• raven •
Part of Speech: Verb, transitive
Meaning: 1. To eat greedily, i.e. ravenously. 2. To rob and plunder, pillage, confiscate, take by force.
Notes: I recall growing up assuming that ravens were pigs in their eating habits, since ravenous seemed to be an adjective meaning "like a raven". For years this was how I differentiated ravens from crows: I assumed the latter ate more slowly since they had to dodge cars as they ate. All untrue. Ravenous comes from a verb that is wholly unrelated to black birds; it is even pronounced differently. Both ravenousness and ravenage serve as qualitative nouns for this adjective, meaning "voracity, rapacity". Older, distantly related nouns ravin and rapine have more or less the same meaning.
In Play: Today's Good Word is a particularly good one to introduce around the house: "OK, kids, no need to raven your food; we have plenty of time before the soccer game." It will rid the family vocabulary of that turkey of a word, gobble. This word applies equally to larger ravenous bodies, as in, "The invading forces ravened the countryside for all the Coca-Cola they could find."

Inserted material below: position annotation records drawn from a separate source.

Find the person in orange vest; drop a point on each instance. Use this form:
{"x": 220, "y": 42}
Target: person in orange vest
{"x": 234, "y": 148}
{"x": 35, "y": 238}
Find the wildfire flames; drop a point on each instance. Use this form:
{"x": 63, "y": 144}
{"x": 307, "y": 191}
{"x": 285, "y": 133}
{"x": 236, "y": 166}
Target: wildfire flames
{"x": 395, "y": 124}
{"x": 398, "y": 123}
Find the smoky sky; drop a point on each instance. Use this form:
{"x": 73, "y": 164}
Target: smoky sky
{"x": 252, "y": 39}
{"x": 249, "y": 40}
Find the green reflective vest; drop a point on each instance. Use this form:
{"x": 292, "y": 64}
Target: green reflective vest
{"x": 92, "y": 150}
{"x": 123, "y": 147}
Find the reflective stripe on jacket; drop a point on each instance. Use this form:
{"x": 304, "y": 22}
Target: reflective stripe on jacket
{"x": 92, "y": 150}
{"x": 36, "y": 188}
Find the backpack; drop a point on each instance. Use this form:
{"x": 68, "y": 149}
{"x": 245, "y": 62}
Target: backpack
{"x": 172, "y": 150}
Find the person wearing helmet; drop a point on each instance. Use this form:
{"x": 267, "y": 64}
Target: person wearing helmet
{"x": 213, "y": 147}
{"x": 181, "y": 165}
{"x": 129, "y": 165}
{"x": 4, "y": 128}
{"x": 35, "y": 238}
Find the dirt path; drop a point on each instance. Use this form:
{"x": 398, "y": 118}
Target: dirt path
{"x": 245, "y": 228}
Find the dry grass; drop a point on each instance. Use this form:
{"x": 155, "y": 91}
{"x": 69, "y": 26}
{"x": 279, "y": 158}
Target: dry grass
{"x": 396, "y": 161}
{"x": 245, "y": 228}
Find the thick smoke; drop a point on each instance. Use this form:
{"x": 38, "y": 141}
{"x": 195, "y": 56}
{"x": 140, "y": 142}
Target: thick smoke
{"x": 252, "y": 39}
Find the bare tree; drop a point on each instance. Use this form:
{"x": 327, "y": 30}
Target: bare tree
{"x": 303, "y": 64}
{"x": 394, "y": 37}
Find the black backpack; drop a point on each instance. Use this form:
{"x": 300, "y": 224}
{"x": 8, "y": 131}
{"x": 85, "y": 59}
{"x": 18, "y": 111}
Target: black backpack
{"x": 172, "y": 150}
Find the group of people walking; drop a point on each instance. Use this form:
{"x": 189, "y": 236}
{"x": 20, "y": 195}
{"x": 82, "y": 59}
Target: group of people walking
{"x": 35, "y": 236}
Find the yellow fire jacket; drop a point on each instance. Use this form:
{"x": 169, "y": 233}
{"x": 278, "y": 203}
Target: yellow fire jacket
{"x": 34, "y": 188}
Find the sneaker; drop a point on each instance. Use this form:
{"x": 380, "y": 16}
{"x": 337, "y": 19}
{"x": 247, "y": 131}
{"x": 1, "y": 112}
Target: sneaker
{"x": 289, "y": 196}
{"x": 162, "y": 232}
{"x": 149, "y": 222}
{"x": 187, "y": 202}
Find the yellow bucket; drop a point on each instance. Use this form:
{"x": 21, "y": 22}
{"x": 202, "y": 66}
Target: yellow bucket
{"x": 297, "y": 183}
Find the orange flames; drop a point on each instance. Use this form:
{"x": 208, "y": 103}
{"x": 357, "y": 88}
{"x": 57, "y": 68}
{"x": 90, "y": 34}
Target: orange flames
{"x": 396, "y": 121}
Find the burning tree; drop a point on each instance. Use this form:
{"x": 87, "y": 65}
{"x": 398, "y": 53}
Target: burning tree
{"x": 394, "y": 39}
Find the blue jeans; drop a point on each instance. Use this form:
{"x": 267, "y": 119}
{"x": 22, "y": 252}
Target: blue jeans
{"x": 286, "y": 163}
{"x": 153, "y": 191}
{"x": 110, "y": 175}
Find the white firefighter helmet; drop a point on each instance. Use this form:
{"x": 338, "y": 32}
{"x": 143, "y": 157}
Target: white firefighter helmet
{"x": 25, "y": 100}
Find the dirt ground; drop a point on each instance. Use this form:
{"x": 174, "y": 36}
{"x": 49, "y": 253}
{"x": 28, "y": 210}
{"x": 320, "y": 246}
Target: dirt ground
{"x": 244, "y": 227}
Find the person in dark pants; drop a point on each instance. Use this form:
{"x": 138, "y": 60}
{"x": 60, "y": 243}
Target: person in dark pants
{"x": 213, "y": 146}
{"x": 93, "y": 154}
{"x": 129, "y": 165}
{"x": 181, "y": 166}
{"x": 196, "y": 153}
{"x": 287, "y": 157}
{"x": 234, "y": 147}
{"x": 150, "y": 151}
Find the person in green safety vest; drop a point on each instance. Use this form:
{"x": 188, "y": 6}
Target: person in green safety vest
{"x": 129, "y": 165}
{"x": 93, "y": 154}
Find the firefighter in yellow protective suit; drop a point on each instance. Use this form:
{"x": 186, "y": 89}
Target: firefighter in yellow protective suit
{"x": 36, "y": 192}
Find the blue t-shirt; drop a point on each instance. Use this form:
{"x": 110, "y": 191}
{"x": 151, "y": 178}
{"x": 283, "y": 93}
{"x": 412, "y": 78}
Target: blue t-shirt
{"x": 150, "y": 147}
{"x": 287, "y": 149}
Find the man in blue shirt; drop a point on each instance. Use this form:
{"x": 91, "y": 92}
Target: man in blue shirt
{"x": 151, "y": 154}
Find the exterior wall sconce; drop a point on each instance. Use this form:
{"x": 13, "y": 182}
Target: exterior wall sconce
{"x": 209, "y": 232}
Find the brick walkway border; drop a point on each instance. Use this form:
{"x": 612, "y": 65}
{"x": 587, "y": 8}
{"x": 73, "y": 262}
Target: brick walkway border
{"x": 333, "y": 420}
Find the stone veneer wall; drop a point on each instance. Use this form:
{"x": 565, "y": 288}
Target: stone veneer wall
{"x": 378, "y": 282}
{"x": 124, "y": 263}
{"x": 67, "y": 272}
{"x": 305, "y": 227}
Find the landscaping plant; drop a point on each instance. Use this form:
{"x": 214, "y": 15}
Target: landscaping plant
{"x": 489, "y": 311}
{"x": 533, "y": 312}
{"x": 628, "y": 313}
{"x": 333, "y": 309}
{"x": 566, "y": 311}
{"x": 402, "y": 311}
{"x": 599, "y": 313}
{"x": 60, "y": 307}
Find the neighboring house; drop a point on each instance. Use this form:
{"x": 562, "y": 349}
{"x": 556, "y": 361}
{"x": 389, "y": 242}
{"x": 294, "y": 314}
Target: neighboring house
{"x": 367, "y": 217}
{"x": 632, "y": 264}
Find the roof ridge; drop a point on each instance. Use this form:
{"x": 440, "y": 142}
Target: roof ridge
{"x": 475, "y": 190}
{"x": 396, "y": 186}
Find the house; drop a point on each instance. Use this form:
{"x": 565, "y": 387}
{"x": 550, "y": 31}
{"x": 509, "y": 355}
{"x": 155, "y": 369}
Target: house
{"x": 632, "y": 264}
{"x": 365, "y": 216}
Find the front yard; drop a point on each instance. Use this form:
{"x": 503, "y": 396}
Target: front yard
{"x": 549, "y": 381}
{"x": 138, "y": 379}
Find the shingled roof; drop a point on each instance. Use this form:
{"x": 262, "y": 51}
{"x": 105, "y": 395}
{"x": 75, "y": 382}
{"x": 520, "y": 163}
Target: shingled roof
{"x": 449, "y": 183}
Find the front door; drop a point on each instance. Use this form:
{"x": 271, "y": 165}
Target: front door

Word History: Today's Good Word descended to us from Middle English ravin and raven "rapine, plunder, prey". Both these forms originated in Latin rapina, from rapere "to seize". Surreptitious "stealthy" came from the same root in Latin, surreptitius, from the past participle of surrepere "to take away secretly", based on sub "below, secretly" + rapere. Other English words that owe their existence to this root include ravishing and rapid. The former originally meant "seizing forcibly" while the latter came to us via French from Latin rapidus "seizing or tearing away quickly".